De acordo com informações do site Protestante Digital, com uma área de 130 mil m² – o maior museu dedicado à Bíblia no mundo -, divididos em oito andares, a construção do edifício começou há três anos com financiamento privado da família Green, dona da rede de lojas Hobby Lobby, e custou meio bilhão de dólares. As exposições permanentes contam com três mil objetos, incluindo 1.200 bíblias e manuscritos bíblicos, com várias cópias únicas. “Não é um sonho apenas meu ou da minha família; é um sonho de milhares de pessoas que amam este livro e o usam como guia para suas vidas”, declarou Steve Green, filho do atual presidente da Hobby Lobby, na inauguração do museu.

A polêmica: a Bíblia no centro do poder e da democracia

Segundo o site Protestante Digital, o museu tem recebido críticas por colocar a Bíblia no coração de Washington, o centro político da América, uma cidade basicamente liberal. Washington se destaca pela grande quantidade de monumentos que lembram importantes personagens, fatos da história do país, os valores mais marcantes da sociedade estadunidense, como a democracia e a liberdade.

Ao comentar sobre o fato, Mark Galli, editor da revista Christianity Today, diz que inaugurar o Museu da Bíblia ao lado de tantos importantes espaços norte-americanos, a sugestão que se tem é a de que não se pode entender o país a não ser que se esteja familiarizado com a Bíblia, que é parte da herança nacional dos Estados Unidos.

O diretor de comunicação do museu, Jeremy Burton, disse ao jornal Folha de S.Paulo que a meta das atividades do espaço não é evangelizar nem fazer proselitismo, e que sabia a organização sabia que receberia críticas dos dois lados. “Ouvi gente dizer que ‘não há Jesus suficiente´”, afirmou.

Mas os fundadores do museu da Bíblia acreditam que a simples exposição das Escrituras é o suficiente para fazer maravilhas, já que ela permanece “ viva e eficaz” (Hb 4:12). Em meio a essa discussão, Galli frisa ainda que, para os cristãos, a Bíblia não é uma mera peça de museu, muito menos um instrumento político ou partidário, mas um caminho através do qual encontramos a Deus.

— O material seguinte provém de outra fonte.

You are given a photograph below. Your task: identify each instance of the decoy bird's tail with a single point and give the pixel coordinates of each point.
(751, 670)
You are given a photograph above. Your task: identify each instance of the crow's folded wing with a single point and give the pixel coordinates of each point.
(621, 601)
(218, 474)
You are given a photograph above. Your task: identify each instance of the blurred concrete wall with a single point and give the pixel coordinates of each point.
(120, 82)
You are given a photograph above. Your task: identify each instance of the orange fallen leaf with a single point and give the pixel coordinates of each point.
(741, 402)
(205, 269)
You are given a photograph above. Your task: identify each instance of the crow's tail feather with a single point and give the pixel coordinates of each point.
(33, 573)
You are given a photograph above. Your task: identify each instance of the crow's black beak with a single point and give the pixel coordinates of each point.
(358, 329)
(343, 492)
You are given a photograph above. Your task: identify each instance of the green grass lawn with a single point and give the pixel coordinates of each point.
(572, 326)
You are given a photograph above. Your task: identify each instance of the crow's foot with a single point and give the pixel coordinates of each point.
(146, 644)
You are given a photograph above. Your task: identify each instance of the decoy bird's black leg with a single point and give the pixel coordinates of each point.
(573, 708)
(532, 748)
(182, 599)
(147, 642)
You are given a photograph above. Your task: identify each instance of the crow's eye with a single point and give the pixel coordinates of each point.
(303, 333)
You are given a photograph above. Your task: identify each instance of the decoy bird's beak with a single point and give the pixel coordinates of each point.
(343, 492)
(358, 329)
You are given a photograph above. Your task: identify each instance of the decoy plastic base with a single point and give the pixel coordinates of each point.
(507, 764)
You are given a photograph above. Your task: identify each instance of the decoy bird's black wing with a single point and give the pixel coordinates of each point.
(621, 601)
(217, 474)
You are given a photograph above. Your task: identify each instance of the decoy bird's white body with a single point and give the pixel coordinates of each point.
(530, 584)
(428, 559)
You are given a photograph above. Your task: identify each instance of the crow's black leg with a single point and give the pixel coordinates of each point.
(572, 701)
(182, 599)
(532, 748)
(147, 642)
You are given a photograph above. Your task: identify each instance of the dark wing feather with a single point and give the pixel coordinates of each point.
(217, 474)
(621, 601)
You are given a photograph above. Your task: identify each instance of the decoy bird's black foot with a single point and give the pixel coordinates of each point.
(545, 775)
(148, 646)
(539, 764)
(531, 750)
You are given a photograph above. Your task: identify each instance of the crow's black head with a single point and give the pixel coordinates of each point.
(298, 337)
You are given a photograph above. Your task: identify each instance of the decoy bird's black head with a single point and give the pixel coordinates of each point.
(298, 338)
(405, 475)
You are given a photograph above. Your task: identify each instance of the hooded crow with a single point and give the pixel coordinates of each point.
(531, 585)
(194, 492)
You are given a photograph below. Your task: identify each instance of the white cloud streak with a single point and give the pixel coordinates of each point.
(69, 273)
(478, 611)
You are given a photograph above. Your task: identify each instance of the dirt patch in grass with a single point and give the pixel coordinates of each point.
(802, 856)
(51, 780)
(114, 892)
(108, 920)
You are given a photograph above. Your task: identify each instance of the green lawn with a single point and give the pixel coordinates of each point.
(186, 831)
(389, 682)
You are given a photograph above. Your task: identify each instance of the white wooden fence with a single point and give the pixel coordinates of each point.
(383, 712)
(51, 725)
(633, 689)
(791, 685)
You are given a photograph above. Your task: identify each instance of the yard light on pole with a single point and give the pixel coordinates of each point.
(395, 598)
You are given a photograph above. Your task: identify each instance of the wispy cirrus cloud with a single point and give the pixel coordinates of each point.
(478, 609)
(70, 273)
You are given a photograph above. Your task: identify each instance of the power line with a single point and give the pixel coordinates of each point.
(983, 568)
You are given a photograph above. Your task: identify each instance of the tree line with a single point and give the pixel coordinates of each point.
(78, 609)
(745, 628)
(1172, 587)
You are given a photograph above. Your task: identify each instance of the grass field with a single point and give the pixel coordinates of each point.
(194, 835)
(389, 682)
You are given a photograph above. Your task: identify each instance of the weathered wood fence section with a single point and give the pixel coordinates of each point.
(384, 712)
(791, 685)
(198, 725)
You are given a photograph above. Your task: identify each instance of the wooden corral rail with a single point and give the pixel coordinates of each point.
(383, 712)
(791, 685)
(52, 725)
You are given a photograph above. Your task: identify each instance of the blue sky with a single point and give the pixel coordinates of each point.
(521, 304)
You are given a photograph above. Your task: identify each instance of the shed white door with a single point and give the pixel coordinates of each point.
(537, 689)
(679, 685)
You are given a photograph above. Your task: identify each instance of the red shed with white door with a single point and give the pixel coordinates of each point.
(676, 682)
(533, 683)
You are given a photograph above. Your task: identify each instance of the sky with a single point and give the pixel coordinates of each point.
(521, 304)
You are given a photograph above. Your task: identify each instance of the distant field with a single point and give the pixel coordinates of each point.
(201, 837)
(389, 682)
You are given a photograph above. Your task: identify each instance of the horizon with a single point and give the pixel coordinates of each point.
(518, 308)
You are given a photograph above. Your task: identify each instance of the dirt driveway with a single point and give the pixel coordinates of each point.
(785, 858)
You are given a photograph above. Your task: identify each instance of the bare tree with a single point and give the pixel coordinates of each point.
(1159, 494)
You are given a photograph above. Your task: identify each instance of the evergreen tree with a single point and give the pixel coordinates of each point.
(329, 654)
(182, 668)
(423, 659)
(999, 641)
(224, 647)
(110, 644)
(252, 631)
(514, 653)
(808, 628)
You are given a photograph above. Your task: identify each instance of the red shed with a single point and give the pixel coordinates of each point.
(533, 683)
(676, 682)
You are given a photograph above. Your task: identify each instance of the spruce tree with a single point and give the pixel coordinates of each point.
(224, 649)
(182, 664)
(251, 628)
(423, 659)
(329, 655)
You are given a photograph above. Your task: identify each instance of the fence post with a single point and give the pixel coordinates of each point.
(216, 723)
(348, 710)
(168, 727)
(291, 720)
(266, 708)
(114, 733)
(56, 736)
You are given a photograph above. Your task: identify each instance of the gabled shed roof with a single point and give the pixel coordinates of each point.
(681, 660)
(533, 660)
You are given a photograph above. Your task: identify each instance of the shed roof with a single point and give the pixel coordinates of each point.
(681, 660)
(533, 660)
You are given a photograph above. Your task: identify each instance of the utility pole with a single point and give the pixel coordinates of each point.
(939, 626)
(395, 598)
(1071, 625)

Curiosidades do Museu da Bíblia

– O visitante do museu poderá ver desde uma Bíblia que pertenceu a Elvis Presley a uma enorme coleção de cópias da Torá. É a maior coleção privada de cópias da Torá no mundo.

– A exposição também aborda uma questão sensível da história americana. Mostra como as escrituras bíblicas foram usadas, em muitas ocasiões, para extrair argumentos a favor da escravidão.

– Há várias seções que mostram como a Bíblia influenciou e transformou o mundo em literatura, música, ciência, arte, arquitetura e moda por toda parte do mundo, além da história dos Estados Unidos.

– A exposição exibe uma das poucas cópias existentes da Bíblia imoral, também conhecida como Bíblia de pecadores ou Bíblia de adúlteros, datada de 1631. É uma Bíblia publicada em Londres que comete um erro crucial: o “não” do sétimo mandamento não aparece. Todas as cópias deveriam ter sido queimadas, mas cerca de dez foram preservadas.